Sabi is one half of the core of classic Japanese beauty (the other half is simplicity, or wabi 侘) – something which is mature is also “beautiful” and highly valued. In karatedo, sabi most directly applies to one’s rank belt (the “obi”) – have you ever looked at a really old black belt and seen the frayed threads, the tears, the drooping ends? Perhaps by itself, such a belt is ugly, old, corroded, and tarnished. But think of all the hard work, all the hours of dedication, all the sparring, the push-ups, the focus on kata. Think of all the wisdom and experiences accumulated, all the insights gained, all the enlightenment earned, all while wearing that old black belt.
With that understanding in mind….Now that old, ragged, black belt is beautiful, isn’t it?

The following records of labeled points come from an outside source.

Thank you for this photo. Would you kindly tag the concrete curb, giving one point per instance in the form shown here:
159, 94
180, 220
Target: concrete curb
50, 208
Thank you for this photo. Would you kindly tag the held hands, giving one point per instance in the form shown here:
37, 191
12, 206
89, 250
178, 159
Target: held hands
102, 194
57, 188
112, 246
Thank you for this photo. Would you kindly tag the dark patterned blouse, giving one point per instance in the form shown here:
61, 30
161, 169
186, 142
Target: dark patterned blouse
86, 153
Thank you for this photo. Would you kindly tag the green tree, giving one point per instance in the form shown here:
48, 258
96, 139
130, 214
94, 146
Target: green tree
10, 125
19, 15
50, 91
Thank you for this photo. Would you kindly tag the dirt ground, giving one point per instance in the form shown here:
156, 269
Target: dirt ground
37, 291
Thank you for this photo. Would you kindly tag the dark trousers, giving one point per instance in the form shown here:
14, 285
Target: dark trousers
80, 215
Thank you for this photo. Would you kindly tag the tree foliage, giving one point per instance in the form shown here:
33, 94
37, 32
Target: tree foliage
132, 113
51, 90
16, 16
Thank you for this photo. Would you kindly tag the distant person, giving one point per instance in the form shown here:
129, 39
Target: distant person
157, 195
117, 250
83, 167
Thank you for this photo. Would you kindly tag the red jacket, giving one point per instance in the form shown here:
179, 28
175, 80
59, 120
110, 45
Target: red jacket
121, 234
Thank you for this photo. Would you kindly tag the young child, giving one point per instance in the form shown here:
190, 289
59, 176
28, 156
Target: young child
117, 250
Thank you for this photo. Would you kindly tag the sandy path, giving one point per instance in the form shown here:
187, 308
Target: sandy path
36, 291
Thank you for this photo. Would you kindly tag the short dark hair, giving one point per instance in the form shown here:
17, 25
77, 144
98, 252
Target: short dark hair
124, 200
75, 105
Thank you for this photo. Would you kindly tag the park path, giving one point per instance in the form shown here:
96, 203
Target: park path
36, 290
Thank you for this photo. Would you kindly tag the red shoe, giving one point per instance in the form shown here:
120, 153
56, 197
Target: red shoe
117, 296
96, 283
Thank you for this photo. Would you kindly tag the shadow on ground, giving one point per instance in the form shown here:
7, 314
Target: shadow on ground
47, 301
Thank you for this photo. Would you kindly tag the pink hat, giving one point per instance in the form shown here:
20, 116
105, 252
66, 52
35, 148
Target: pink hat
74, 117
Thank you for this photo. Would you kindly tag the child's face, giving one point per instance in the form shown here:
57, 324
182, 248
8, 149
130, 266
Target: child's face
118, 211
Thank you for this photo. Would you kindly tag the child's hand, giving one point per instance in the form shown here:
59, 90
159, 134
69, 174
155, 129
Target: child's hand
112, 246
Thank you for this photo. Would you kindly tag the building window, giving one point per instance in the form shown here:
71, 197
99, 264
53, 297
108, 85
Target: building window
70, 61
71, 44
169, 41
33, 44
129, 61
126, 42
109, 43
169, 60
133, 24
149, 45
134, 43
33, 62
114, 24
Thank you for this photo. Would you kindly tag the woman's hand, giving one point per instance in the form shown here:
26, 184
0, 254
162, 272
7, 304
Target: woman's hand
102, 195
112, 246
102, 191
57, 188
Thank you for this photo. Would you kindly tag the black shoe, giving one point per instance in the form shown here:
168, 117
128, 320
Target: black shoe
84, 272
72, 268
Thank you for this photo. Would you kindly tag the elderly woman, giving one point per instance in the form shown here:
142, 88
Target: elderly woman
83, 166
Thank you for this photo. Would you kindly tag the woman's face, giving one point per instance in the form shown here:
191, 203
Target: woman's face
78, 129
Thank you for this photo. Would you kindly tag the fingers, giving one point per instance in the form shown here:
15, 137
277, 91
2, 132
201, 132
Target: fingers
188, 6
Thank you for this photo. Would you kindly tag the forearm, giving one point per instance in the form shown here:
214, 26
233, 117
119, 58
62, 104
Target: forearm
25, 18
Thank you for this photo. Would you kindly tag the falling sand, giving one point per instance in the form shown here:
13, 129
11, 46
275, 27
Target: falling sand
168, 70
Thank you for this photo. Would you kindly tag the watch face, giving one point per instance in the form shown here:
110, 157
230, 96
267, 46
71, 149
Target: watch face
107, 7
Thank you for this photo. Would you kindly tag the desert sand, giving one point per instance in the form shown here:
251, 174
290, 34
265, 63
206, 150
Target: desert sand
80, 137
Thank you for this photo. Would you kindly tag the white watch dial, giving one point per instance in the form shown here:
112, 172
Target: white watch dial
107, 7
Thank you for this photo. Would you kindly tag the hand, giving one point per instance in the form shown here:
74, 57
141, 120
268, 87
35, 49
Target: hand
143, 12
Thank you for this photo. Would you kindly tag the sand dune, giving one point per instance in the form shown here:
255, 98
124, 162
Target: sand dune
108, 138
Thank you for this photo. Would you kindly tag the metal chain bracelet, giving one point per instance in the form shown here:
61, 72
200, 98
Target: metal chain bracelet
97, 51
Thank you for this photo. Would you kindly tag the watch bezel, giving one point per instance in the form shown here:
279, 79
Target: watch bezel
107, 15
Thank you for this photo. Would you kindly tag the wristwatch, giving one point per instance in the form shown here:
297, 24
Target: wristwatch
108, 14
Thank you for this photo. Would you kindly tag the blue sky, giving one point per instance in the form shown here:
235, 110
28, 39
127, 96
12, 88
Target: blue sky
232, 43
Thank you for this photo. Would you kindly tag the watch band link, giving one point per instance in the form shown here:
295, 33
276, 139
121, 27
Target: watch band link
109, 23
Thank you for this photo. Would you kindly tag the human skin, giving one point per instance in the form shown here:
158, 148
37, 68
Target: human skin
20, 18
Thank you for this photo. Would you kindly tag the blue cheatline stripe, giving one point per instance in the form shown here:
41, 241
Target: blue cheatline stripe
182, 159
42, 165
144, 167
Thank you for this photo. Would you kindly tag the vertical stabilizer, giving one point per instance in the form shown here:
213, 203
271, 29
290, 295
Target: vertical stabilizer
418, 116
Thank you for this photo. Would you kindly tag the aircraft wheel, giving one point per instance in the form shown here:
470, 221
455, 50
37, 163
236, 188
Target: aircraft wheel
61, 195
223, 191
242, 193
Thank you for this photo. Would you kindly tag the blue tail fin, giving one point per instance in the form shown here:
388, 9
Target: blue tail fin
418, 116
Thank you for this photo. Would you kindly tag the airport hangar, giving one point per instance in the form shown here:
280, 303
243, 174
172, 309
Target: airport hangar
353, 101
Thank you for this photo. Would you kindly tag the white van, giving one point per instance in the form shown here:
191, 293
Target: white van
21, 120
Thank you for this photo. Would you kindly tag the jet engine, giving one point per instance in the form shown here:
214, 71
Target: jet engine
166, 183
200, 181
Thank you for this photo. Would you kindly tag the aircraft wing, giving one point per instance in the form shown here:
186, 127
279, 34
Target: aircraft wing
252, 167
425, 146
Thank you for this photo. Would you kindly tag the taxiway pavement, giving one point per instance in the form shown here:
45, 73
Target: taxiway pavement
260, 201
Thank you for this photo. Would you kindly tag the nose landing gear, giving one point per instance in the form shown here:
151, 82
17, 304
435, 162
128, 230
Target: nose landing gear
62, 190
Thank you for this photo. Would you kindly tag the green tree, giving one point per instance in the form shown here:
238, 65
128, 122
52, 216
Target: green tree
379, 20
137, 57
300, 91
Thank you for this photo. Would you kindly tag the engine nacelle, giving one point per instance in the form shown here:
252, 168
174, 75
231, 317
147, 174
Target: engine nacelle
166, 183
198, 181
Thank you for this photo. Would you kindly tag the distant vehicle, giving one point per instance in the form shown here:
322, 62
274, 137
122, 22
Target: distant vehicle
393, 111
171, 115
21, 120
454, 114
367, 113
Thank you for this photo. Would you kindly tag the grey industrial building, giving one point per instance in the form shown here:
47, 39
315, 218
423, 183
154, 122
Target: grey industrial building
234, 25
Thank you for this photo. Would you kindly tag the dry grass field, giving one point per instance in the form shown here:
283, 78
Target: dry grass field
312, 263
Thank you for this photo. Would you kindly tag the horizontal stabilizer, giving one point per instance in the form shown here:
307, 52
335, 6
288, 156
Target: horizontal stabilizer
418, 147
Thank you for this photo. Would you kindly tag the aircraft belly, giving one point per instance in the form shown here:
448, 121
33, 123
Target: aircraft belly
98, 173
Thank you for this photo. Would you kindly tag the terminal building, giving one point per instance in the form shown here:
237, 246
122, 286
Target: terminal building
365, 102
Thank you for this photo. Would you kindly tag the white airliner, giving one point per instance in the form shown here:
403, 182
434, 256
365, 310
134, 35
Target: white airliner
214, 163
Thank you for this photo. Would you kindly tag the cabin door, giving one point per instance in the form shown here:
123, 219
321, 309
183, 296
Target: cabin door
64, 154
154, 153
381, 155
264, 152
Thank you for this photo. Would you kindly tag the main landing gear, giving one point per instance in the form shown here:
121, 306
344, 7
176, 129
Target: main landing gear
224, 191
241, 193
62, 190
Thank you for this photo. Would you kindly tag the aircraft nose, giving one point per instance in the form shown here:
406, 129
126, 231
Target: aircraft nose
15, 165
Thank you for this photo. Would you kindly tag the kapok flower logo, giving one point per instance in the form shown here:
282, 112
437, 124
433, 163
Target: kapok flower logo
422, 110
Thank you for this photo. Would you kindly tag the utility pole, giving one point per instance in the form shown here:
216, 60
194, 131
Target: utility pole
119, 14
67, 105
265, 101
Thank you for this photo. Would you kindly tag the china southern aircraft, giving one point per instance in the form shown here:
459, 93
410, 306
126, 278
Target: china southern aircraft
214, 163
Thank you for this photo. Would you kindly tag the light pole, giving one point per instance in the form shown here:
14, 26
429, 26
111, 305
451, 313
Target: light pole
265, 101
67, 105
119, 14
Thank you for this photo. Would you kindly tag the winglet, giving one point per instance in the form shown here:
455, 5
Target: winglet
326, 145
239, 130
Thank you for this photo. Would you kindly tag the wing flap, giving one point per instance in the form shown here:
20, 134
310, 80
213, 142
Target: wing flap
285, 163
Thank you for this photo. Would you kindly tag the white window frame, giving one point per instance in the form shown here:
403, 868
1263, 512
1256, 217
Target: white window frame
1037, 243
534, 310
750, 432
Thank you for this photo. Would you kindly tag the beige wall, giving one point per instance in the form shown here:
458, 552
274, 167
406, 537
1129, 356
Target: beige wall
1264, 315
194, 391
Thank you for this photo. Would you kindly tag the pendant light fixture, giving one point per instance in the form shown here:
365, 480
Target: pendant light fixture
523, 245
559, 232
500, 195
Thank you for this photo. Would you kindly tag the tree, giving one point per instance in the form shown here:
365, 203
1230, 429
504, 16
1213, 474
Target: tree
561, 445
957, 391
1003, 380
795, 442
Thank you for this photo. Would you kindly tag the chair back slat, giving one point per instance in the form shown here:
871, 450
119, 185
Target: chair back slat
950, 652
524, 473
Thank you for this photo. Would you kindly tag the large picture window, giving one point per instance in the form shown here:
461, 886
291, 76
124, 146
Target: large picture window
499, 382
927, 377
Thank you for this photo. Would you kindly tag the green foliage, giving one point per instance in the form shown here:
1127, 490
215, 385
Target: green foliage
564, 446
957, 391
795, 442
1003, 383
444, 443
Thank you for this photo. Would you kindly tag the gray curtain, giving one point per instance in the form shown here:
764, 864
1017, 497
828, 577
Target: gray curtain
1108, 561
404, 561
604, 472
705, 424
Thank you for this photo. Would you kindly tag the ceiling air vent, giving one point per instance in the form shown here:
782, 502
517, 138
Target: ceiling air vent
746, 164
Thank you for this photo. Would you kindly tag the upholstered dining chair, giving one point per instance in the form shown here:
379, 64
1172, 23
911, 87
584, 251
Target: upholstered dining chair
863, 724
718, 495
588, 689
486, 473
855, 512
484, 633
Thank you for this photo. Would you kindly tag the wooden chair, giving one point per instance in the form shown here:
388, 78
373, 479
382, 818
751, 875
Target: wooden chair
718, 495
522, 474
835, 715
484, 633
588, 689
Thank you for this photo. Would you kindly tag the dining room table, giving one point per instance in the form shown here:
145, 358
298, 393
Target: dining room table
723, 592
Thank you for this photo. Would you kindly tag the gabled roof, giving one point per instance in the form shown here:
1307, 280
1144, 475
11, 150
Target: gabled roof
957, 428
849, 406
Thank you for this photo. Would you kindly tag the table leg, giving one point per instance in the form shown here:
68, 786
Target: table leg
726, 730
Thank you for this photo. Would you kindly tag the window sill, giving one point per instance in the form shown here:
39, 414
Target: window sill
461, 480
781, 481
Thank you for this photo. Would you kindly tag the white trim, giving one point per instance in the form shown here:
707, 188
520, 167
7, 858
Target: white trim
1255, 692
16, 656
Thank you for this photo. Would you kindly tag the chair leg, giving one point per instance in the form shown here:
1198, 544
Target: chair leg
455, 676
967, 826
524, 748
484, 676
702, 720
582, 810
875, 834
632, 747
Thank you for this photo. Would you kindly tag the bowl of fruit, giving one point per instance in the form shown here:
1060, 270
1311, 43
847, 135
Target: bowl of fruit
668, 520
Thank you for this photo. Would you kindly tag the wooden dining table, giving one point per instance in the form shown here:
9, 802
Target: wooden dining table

Sabi can be applied to everything around us, but most especially people. Look at the older men and women in your life, in your workplace, in your school, in the dojo. Yes, perhaps they are wrinkled, have scars, show signs of aging. Yes, perhaps they can’t run as fast, kick as high, or lift heavy loads like they once did.
But they are beautiful, nonetheless, aren’t they? Their experience, the wisdom they have gained, and the skills they have attained… all of those are beautiful things. Don’t see wrinkles: instead see enlightenment. Don’t see scars: instead see brilliant minds honed with skills we ourselves don’t have yet, and which can be shared with us.
And of course this can apply to objects as well, such as buildings, sculpture, clothes, and much more. Sabi is all around us, because beauty is all around us. We just have to be able to see below the surface, and appreciate it.